My question is not about detecting the pulses from the sensor but to compute a function with an Arduino when a pulse/pulses is/are detected

What I would like to ask is for your suggestions about the following. When the sensor starts giving pulses to one of the Arduino inputs, one of the Arduino digital outputs goes HIGH for say 2 seconds and then goes LOW even if pulses from the flow sensor at the input are still present

When the flow stops and there are no more pulses, the Arduino starts the cycle again, awaiting indefinitely for the next pulse or set of pulses from the flow sensor in order to switch again to HIGH the digital output for 2 seconds and then LOW again

Can someone please guide me to which sketch example I could build upon to perform the above operation ?

Thank you in advance

I can't think of any of the example sketches that are close to what you want. But the sketch should not be too difficult. Main complication is how often the pulses come from the sensor, and how long after the last pulse comes to you decide that it was the last?

Take a look at blink without delay - it will illustrate how to use millis for timing, which you're going to need I suspect.

Also, what's the fastest rate the pulses will come and the shortest the pulses will ever be?

The link to your suggested sensor has this: "
it is a contact switch. Meaning it will operate on any voltage or as a continuity switch with no voltage.".

So you would need a program that tests for a switch closure. Examples in the IDE example programs. That also means the switch can stay "on" if the flow happens to stop at the correct point.

Paul

Hi gents, and thanks for your ideas

Just to answer some of your questions, the flow sensor gives a maximum output of 100Hz with max water flow rate and the duty cycle is around 40/60

As for the duration of the input pulses to the arduino it depends on how much time the water tap is left open by the user, so can't consider to include such an unknown time frame in my sketch

To be honest I was more inclined to the idea of a one-shot trigger type of function that just starts a timer for 2 seconds on and then goes off even if the triggering pulses are still present at the input

Is there such a function in Arduino language ?

lsellul:
...even if the triggering pulses are still present at the input

But what does "still present" mean? You will need to decide on a "timeout" where if no more pulses (or edges) are received, the flow is deemed to have stopped.

lsellul:
Is there such a function in Arduino language ?

No language would have such a specific function. If they did, every language would need a million functions for such specific things. Languages have much more general functions. But if used correctly, they will do what you need.

lsellul:
My question is not about detecting the pulses from the sensor but to compute a function with an Arduino when a pulse/pulses is/are detected

That is rather hard to read.

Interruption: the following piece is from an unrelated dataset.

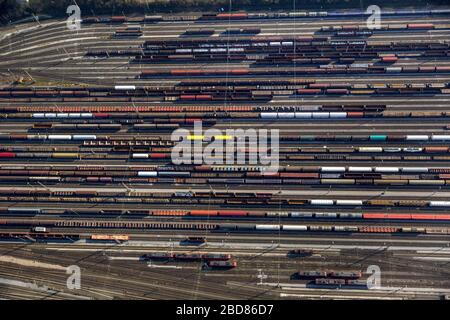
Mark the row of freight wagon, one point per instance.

At a guess all you want to do is make a pin high for two seconds, and the only condition is that it is triggered by water flow. That cannot possibly be hard, particularly if your timing loop is two seconds. I only want to point out that, if you are working with domestic water supply, you might be amazed at the amount of water movement in the system that does not constitute "flow" and this would be be about the only good reason for using a flow meter instead of a flow switch.

IF you can be sure of the minimum flow rate when the tap is on, all you need to do is come to terms with detecting pulses from the sensor and use a standard flow rate programme, but with a two second timer window, that will turn the pin high when the flow rate is say half the above minimum AND it was less than that on the previous cycle. You may find the "less" may actually be "quite a lot less". This is because, although the quantity of water passed over a long period is very accurate, these sensors can be quite erratic when measuring rate over short intervals.

Consider the very possible situation where you only get a single pulse. How long do you wait for the second pulse? Or is the second pulse really the start of a rapid series of pulses?